Además, la administración de Horacio Rodríguez Larreta dispuso no descontar de esta actualización los 5.000 pesos que los maestros porteños recibieron el año pasado a cuenta de futuros aumentos y citar nuevamente a paritarias en caso de un desfase por efecto de la inflación, indicó el secretario gremial del SADOP (docentes privados) de esta capital, Marcelo Aguiilar.

Aguilar explicó que en la paritaria, que comenzó alrededor de las 20 tras diversas reuniones de manera individual y colectiva entre autoridades y sindicalistas, la ministra de Educación, Soledad Acuña, transmitió la propuesta que será llevada a las asambleas de los gremios, donde los dirigentes estiman que será refrendada.

Aguilar indicó que los salarios iniciales para maestro con jornada simple serán de 32.800 y 35.000 pesos a partir de marzo y de julio, respectivamente, oferta que dejó "satisfechos" a los dirigentes.

También explicó que Acuña les comunicó la decisión del gobierno de Rodríguez Larreta de "revisar desde el 1° de julio la pauta salarial si se produce un retraso como consecuencia de la inflación".

Asimismo, indicó que el gobierno de la Ciudad de Buenos Aires resolvió "no descontar de este acuerdo los 5.000 pesos que había dado la administración de Mauricio Macri el año pasado a cuenta de futuros aumentos. "No se sumarán como aumento pero tampoco se descontará esa cifra", con lo cual quedó como una bonificación, se explicó.

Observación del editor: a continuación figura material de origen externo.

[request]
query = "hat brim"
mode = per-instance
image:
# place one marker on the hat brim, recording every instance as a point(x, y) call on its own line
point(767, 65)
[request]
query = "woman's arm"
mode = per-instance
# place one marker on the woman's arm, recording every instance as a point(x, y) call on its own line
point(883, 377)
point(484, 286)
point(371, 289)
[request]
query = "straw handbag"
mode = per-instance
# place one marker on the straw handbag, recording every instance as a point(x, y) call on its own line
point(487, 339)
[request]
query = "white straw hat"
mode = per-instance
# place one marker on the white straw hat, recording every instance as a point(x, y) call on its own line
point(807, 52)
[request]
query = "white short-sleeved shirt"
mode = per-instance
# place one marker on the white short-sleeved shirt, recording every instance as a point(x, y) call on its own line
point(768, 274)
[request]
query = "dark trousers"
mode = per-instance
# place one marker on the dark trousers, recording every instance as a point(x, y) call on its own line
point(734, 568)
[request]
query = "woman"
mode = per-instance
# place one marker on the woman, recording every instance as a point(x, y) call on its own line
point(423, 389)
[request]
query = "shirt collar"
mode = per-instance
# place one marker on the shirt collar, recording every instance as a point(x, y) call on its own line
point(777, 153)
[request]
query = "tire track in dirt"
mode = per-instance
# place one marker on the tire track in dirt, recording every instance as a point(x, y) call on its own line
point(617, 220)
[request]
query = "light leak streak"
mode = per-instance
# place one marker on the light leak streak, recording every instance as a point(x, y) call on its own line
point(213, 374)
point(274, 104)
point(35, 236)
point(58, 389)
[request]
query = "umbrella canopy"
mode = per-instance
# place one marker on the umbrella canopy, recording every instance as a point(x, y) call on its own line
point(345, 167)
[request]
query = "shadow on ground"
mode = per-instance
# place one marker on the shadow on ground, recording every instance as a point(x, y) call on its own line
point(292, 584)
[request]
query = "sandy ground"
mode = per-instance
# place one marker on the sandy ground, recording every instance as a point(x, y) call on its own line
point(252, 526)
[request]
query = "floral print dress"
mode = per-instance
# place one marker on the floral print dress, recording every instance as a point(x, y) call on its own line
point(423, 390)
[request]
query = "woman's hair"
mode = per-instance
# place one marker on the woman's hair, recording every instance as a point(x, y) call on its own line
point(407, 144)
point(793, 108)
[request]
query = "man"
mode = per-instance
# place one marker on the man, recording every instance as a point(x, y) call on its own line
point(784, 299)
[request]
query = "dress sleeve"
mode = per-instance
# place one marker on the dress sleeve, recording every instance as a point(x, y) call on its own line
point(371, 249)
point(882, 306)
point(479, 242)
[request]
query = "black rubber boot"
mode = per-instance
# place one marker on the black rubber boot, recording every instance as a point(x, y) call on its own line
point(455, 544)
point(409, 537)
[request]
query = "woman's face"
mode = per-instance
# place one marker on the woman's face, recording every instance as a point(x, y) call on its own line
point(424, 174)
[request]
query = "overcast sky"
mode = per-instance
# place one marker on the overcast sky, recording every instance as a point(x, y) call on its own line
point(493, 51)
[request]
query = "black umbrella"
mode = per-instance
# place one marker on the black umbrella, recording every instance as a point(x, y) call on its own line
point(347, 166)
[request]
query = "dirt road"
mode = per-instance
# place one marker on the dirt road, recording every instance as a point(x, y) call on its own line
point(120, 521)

Este viernes a las 17 los gremios -entre ellos SADOP y el mayoritario UTE- realizarán sus respectivas asambleas para confirmar la aceptación del acuerdo.

Los sindicatos porteños y las autoridades educativas habían iniciado al mediodía las reuniones pero pasaron a un extenso cuarto intermedio.

La más de una decena de gremios del distrito había adelantado que reclamaría un aumento por encima de la inflación y la actualización de las asignaciones familiares, que "están congeladas desde hace siete años", sostuvo el secretario general de la Unión de Trabajadores de la Educación (UTE), Eduardo López, en un comunicado.